Iglesia de San Justo en el plano de Texeira de 1656

Se sabe que el entallador Juan de Trujillo y el pintor Villoldo hicieron, en 1517, el retablo de una de las capillas propiedad de don Pedro de Vargas, con un coste de 12.500 maravedíes, y que, en 1527, se adecentó la capilla de los Coalla. También hay documentación de las intervenciones en diversas obras de Antonio Sillero, Agustín de Pedrosa, Juan Díaz y Luis Bravo.

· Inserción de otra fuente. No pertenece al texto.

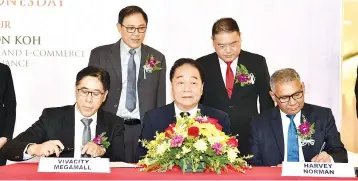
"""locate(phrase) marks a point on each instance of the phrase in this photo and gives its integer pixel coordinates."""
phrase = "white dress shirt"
(223, 67)
(285, 124)
(192, 112)
(79, 127)
(125, 55)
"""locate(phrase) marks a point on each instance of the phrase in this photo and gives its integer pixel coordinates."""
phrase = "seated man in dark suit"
(283, 133)
(187, 81)
(67, 131)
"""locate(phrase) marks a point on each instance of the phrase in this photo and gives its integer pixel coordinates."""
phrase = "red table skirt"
(28, 171)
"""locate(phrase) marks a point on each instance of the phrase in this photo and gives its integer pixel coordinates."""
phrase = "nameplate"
(99, 165)
(312, 169)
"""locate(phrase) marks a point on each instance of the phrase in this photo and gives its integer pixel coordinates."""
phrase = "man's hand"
(93, 149)
(3, 141)
(46, 149)
(322, 157)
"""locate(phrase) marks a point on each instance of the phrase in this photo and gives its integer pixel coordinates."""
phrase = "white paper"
(93, 165)
(312, 169)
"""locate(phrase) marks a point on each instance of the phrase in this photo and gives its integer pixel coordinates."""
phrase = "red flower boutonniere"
(102, 140)
(305, 132)
(243, 76)
(151, 65)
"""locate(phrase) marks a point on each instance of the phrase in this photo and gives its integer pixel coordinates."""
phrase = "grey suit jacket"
(151, 91)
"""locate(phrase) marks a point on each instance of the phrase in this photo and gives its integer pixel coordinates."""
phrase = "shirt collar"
(125, 48)
(224, 63)
(192, 112)
(284, 115)
(79, 116)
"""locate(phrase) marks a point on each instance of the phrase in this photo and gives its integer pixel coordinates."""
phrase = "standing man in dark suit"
(137, 75)
(275, 131)
(234, 79)
(67, 131)
(187, 80)
(7, 108)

Entre sus ricos objetos de culto figuraba una cruz de mano del mismo artífice que hizo la custodia del Ayuntamiento, Francisco Álvarez, y una custodia de Antonio Negrete. E incluso figuró entre sus ornamentos la única obra documentada del padre de Lope de Vega, famoso bordador, dos dalmáticas de terciopelo carmesí bordadas en oro y plata.


Basílica de San Miguel

A mediados del siglo XVI, en la casa contigua a la iglesia de San Justo vivió durante unos meses Antonio Pérez, el famoso secretario de Felipe II, cuando estaba sometido a un proceso judicial acusado de corrupción. Desde esta casa saltó por un balcón al templo cuando fueron a prenderle, pero los alguaciles, sin respetar el fuero sagrado del lugar, entraron y lo detuvieron por la fuerza. Tras estar prisionero en varios sitios, logró fugarse en Madrid y refugiarse en Aragón, donde las leyes lo protegían, y desde allí huyó a Francia.

La primitiva iglesia fue derribada a finales del siglo XVII, y el 20 de septiembre de 1739 se puso la primera piedra del nuevo templo.


Santos Justo y Pastor

A partir de ahí, la titularidad de la parroquia sigue una vida azarosa: en 1790, al incen-diarse la plaza Mayor, también lo hace la cercana iglesia de San Miguel de los Octoes, en la plaza de San Miguel, que aunque se trata de reparar, es declarada en ruina en 1804 y demolida en 1809. En el año 1806 se une esta parroquia de San Miguel a la de San Justo, unión que permanece hasta 1891. Ese año, al ser el templo cedido a la Nunciatura Apostólica, ambas titularidades toman por separado nuevo asiento: San Miguel pasa a un nuevo templo, en la calle del General Ricardos, y la parroquia de los Santos Justo y Pastor, al viejo templo de Maravillas y, desde 2016, está anexionada a la de San Ildefonso.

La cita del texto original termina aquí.